MN: No, on this trip to Sanger, or on the way back, did you experience any hostility at all?

LW: Well, we dropped in the Sanger coffee shop just before the game and we heard on the radio the announcements that were coming in about the bombing, but we went right ahead and ordered our coffee and pie. But we began to wonder about these strange looks that the customers were, we seemed to think that they were throwing toward us. They must've known we were Japanese Americans. So that was the one thing we noticed, but we went on there, from there, to the basketball game and after the game we came back home.

MN: How were your family when you came back home? What was their reaction?

LW: Well, we had all gathered, by that time we had all gathered and my dad and mom, the rest of us were very, well, especially my dad and mom were very concerned about the event of that day, and they were shaking their head, they were, I know that they were very anxious about what was going on.

MN: Now, did the FBI pick up any Japanese Americans in the Reedley community?

LW: I don't, I don't believe so. I don't think any of us were, any of the Japanese Americans were picked up.

MN: Now by this time one of your older sisters was married and living in San Francisco. What were you hearing from her?

LW: Well, she, San Francisco, they began to experience some of the fears of, that was being propagated in the, in the media about possible invasion or hostility from Japanese military, so the, they had a, what do you call it, a brownout here in San Francisco, at night. My sister told about having to draw down all the blinds so that no lights would be showing, shown, the city would be browned out. And so she was expressing this kind of fear to our family in Reedley.

MN: Was she writing or did you have a telephone that you were able to communicate with?

LW: My dad was good at writing, so it was mainly by correspondence. Edna, my sister married in San Francisco, would, was good about corresponding. There may have been some phone calls, but I don't remember them. It was primarily letters.
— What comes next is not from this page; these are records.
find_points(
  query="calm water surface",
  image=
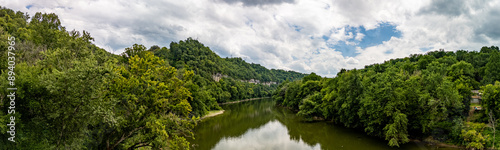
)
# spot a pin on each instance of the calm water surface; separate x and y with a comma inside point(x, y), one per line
point(260, 125)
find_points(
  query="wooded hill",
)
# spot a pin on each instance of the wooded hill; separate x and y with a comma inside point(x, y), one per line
point(72, 94)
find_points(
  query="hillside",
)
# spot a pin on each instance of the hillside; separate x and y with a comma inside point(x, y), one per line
point(71, 94)
point(425, 97)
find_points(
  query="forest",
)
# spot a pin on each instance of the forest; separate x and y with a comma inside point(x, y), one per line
point(424, 96)
point(71, 94)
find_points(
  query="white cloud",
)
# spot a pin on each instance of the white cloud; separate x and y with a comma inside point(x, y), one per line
point(283, 34)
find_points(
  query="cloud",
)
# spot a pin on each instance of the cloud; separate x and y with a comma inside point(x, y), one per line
point(258, 2)
point(320, 36)
point(447, 7)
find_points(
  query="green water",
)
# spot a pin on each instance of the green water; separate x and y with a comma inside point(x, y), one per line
point(260, 125)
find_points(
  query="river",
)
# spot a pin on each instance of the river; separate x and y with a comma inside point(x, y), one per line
point(260, 125)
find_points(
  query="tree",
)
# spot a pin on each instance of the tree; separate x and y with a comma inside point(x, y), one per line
point(152, 106)
point(492, 70)
point(491, 102)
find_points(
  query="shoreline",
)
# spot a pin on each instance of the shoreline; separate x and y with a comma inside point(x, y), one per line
point(250, 99)
point(213, 113)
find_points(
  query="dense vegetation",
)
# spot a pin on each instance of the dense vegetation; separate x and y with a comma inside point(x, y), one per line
point(420, 97)
point(72, 94)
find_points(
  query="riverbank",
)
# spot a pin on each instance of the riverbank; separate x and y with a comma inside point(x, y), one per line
point(213, 113)
point(251, 99)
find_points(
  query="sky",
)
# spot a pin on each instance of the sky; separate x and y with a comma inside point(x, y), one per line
point(321, 36)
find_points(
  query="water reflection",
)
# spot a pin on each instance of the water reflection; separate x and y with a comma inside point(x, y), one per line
point(273, 135)
point(261, 125)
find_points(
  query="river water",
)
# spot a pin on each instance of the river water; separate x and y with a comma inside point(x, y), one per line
point(260, 125)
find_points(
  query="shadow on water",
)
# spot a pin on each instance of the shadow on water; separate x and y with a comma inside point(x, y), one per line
point(261, 125)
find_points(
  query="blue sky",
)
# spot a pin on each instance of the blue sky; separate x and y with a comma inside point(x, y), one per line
point(372, 37)
point(321, 36)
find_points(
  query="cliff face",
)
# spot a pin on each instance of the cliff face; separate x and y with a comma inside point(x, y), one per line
point(219, 76)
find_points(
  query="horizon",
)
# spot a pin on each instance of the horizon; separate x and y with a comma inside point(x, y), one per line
point(303, 36)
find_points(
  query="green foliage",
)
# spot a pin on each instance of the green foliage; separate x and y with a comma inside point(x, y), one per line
point(491, 98)
point(413, 97)
point(473, 135)
point(74, 95)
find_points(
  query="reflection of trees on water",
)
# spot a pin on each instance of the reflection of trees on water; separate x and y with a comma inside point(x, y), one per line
point(253, 115)
point(232, 124)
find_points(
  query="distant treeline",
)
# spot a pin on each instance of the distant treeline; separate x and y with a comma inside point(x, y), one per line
point(424, 96)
MN: Did your farm have a phone?

LW: Oh yes. We had a phone, one of these farm phones that there several people on the same system, and the old time farm phones we had to crank up the power in order to listen. It was battery operated, so in order to get the electricity to operate the phone we had to power it up by cranking it up with a, with a hand phone, and then we got enough power and we could usually make the connection. But there were others on the line and we had to avoid being on the same line.